Caltech creates nanoscale metal structures for medical, space applications

26 Mar 2026

Two-photon lithography process leads to enhanced physical properties.

A project at Caltech has fabricated 3D metallic pieces with nanoscale structures using a two-photon lithography process.

Described in Nature Communications, the manufacturing principle could now be applied to the creation of items for medical devices and space missions, among other applications.

The process can work with any metal or metal alloy, according to Caltech, and yields components of surprising strength despite having porous and defect-ridden microstructures.

The procedure starts by using a tightly focused femtosecond laser beam to build a desired shape out of a light-sensitive polymer, making high-fidelity 3D polymer templates. After infusing the miniature "organogel" sculpture with metallic salts such as copper nitrate or nickel nitrate, the structure is heated twice in a specialized furnace.

The first heating cycle burns off the organic material, leaving the metal oxide. Items for certain end uses might be complete at this stage, but for others a second thermal step using different furnace gases removes oxygen from the oxides, to leave a structure formed of only the desired metal.

"Because of this thermal process, there's a tremendous amount of shrinkage," commented Caltech's Julia Greer. "The process can reduce the preheated volume by as much as 90 percent, yielding tiny lattices for heat exchangers, for example, with overall dimensions smaller than 50 microns and building blocks measured in nanometers."

Modeling custom nanostructured parts

The nanostructures made by this process proved to contain numerous flaws, such as pores, grain boundaries, and even inclusions or impurities. These would normally make a metallic part weak and susceptible to failure.
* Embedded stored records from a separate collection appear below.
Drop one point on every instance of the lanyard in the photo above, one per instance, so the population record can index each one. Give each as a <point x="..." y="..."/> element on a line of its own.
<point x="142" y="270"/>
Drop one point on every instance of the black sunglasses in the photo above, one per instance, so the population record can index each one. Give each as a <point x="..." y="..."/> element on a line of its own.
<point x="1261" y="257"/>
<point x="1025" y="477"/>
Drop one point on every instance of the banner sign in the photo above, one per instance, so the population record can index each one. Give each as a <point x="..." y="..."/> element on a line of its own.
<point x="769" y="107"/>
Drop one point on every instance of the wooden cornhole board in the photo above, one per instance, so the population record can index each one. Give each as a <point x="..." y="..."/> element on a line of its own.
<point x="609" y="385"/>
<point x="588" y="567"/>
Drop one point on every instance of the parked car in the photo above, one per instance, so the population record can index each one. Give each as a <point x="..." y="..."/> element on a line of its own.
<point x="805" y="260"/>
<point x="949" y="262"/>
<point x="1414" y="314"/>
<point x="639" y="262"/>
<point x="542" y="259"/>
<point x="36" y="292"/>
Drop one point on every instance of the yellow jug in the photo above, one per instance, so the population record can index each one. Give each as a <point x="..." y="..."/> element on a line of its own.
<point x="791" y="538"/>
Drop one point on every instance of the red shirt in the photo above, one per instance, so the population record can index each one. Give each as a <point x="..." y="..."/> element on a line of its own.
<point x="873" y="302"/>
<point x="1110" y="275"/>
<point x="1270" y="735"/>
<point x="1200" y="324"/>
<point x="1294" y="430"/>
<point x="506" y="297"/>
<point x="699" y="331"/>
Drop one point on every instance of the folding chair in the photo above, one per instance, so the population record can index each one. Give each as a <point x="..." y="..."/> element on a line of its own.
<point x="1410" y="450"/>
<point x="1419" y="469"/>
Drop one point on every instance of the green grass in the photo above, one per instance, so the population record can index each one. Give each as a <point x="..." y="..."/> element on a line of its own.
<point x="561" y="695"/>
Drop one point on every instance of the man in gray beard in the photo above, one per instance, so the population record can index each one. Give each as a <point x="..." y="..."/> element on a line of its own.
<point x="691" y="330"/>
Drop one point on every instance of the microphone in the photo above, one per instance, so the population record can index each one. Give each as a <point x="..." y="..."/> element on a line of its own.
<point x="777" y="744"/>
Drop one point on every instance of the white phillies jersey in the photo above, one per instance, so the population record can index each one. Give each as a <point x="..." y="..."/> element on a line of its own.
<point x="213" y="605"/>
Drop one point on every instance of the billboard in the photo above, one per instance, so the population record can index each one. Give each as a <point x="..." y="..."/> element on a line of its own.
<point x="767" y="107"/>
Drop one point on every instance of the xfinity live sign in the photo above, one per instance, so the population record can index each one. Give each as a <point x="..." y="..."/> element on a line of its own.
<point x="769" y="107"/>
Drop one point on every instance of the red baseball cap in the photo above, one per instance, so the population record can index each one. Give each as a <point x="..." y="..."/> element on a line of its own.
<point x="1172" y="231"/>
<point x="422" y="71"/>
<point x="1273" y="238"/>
But in this case Caltech modeling predicts mechanical strengths that might be up to 50 times greater than that expected from the same metals with larger dimensions and similar microstructures, thanks to the cumulative structural effect of the nanoscale organization made through lithography.

"The produced nickel nano-architectures exhibit remarkable specific mechanical strengths, surpassing the fabrication precision, structural complexity and mechanical robustness limitations of prevailing metal additive manufacturing methods," wrote the project in its paper.

Julia Greer stressed that these modeled results were not inferences, but derived directly from the specific nanoscale structures created via lithography.

"I think this work basically shows that in the future, even when we 'nano-architect' our world with custom parts, we'll be able to reliably predict their properties, something society hasn't been able to accomplish yet," said Greer. "And we don't have to disqualify a part simply because it contains defects."